Nevertheless, Maybank points out that not all agricultural land is suitable for LSS. ‘It’s not just flat-to-gently undulating. These LSS farms must be close to the national grid and the points of interconnection as well.

Solar Power not Palm Oil Production!


The financial attraction of solar ventures is reinforced by figures from Maybank showing that some plantation companies have arranged to lease out their land to LSS farms at double to three times the per mature hectare returns of oil palm.

Planters can enjoy a subsequent stream of rental returns right away without the usual seven-year gestation period that would take place before an oil palm estate could start making a profit after replanting

On top of that, Maybank urges plantation companies not to give their land to other renewables vendors, but rather to become operators themselves: this way, the land value goes up to its maximum while the land appreciates higher in value by the time the concession ends after 20 years.

This would fit into broader regional and national policy for climate change in Malaysia as a country striving to reduce its reliance on coal and natural gas as part of the energy mix in favour of renewables.

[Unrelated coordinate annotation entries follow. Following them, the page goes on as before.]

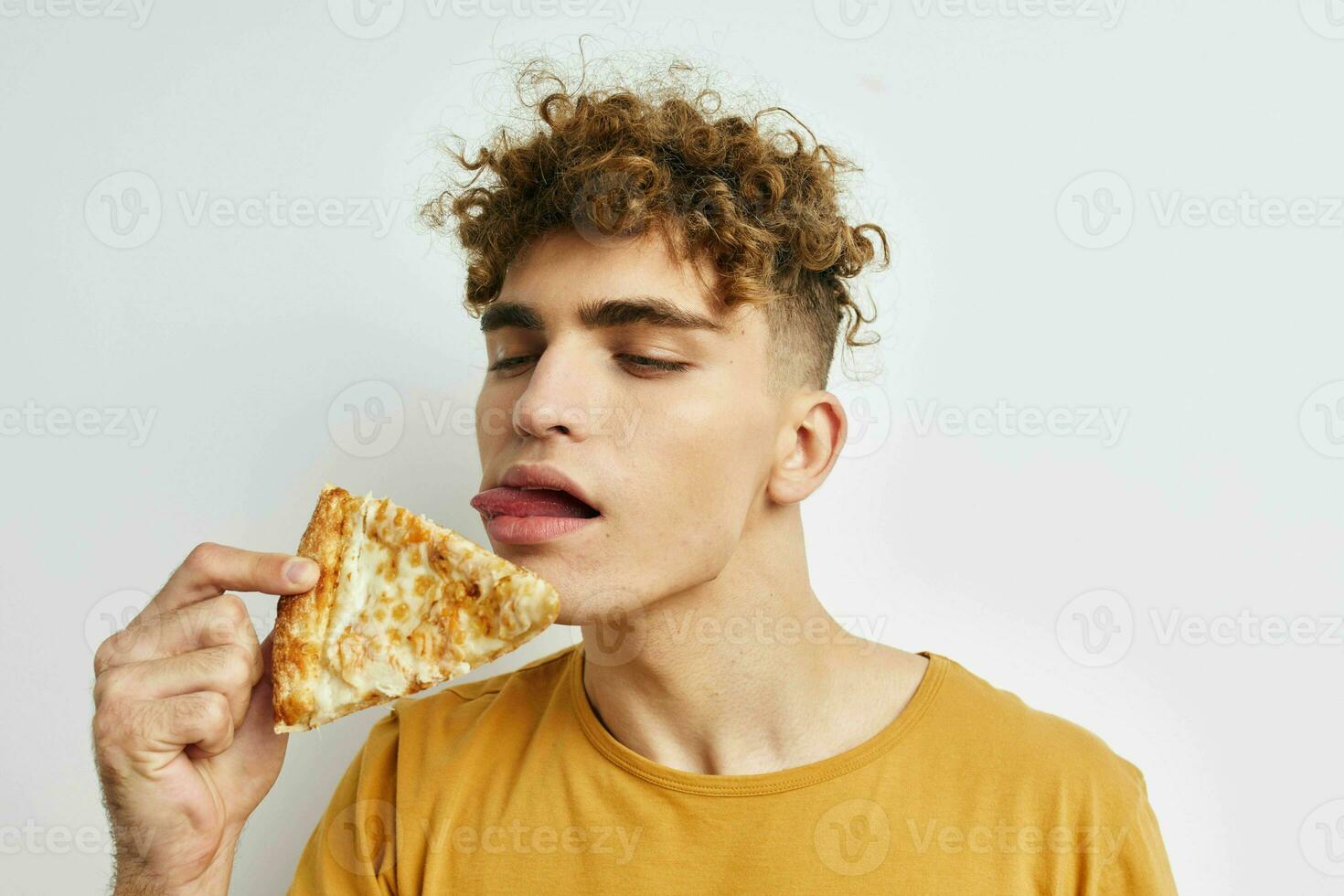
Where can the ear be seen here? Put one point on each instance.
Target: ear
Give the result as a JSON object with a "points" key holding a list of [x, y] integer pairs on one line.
{"points": [[815, 430]]}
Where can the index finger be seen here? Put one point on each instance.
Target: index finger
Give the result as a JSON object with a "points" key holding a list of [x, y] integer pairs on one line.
{"points": [[212, 569]]}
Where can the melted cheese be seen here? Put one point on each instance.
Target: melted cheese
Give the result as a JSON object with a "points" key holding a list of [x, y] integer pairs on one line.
{"points": [[418, 604]]}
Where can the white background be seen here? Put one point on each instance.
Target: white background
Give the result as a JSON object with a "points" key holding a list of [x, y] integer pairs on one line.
{"points": [[1221, 493]]}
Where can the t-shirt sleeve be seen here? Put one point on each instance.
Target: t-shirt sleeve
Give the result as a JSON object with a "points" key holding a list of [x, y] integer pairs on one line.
{"points": [[354, 848], [1140, 868]]}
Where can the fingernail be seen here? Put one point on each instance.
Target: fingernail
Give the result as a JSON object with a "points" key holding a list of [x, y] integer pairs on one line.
{"points": [[302, 571]]}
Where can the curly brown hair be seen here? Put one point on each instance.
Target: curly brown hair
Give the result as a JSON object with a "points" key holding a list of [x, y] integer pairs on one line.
{"points": [[761, 205]]}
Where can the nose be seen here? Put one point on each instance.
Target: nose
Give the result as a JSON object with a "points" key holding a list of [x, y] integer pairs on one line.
{"points": [[557, 400]]}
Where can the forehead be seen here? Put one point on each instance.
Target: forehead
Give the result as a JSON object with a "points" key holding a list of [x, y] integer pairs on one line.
{"points": [[563, 271]]}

The Sustainable Energy Development Authority of Malaysia estimates that renewable energy will account for 40 per cent of the national energy mix by 2035 with solar making up a consequential amount of this energy.

Finally, Maybank’s report demonstrates how solar energy can add a new dimension to energy diversification and profitability in palm oil production, amid more careful and sustainable energy and agricultural practices in Malaysia.